I wonder if you’re with me: I, for one, find the sight of the viceroy taking a boy on his shoulders, in the midst of great peril, pretty amazing, and hardly comprehended by any calculus of self-interest, ancient or modern, with which I am very familiar. I wonder if you’re with me in suspecting that something other than the usual calculations of looking out for número uno are at work in an arrangement that could well keep the kid dry while the potentate sucks up water. I wonder if you’re with me in thinking that even the most lockstep or devious path to the Capital of Self-Interest may get sidetracked by a love of others so devious that it defeats even the stratagems of self-interest; a love of others that may prove to be the royal road to the greater good after all.

1349. “But I shall see it reanimated”

Walton, The Life of Dr. John Donne

Walton speaks received doctrine here, which, of course, supplies its own comfort and joy, but reading this, I was lifted up by something else for a second. This something is no doubt rooted in the standard promise of Resurrection canonically tendered here: the routes from that promise to various renaissance, romantic, and modern renovations of a fatigued sense of sight are well marked. Less definitely delineated is what is lost in these translations. And what is lost, precisely, must be lost, because it cannot be defined. This loss is as much cause for celebration as consolation. What is “it” that “I shall see reanimated,” according to the more or less secular renderings of Scripture? What is “it” whose promised revival is magnetic enough to draw forth any Magi of the heart and mind to that momentary jubilee of joyful anticipation, followed by the equally brief funeral service for the foretaste of that revival, a foretaste that fades the instant it is coaxed by our teasing mind to venture out of the sweet session of a swaddled infant thought and expose itself to the cold air of explicit hope? What is “it” whose reanimation we never really cease to hope to see?

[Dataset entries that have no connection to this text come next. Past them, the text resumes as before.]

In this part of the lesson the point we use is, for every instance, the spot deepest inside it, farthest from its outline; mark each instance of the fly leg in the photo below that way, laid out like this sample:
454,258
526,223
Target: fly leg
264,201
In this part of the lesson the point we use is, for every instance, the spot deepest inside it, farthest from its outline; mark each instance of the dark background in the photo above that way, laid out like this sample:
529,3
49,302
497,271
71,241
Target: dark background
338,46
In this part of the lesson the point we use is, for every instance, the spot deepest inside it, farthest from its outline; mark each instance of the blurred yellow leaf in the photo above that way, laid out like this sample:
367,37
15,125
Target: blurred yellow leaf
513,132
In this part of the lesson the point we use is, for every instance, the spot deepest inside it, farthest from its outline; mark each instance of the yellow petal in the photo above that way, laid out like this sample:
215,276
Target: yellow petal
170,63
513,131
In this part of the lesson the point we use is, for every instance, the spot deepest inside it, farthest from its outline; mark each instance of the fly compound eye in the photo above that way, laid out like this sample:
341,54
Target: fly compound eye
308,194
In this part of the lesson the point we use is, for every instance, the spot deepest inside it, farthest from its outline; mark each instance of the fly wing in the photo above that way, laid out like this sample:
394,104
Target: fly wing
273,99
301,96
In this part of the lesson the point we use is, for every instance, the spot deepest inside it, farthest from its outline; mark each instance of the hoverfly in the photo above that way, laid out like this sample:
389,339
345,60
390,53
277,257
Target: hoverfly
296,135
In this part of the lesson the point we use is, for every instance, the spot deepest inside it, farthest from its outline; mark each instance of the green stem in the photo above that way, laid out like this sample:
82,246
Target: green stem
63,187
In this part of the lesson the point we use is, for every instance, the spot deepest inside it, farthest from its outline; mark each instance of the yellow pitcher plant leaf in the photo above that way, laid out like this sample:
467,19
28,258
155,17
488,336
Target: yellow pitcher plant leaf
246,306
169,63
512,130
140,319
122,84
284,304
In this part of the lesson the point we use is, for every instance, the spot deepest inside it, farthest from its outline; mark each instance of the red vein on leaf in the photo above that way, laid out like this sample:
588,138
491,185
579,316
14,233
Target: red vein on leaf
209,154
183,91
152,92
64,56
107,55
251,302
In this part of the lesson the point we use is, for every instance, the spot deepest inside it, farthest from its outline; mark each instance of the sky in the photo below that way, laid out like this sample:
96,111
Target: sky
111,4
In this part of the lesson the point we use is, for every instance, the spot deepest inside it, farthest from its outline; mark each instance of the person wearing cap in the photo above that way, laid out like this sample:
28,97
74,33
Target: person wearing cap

Isn’t it everything, grown vague now, that we hope to see vivid again?


Note: “He was earnest and unwearied in the search of knowledge, with which his vigorous soul is now satisfied, and employed in a continual praise of that God that first breathed it into his active body: that body, which once was a Temple of the Holy Ghost, and is now become a small quantity of Christian dust:—

But I shall see it re-animated” (Izaak Walton, February 15, 1639).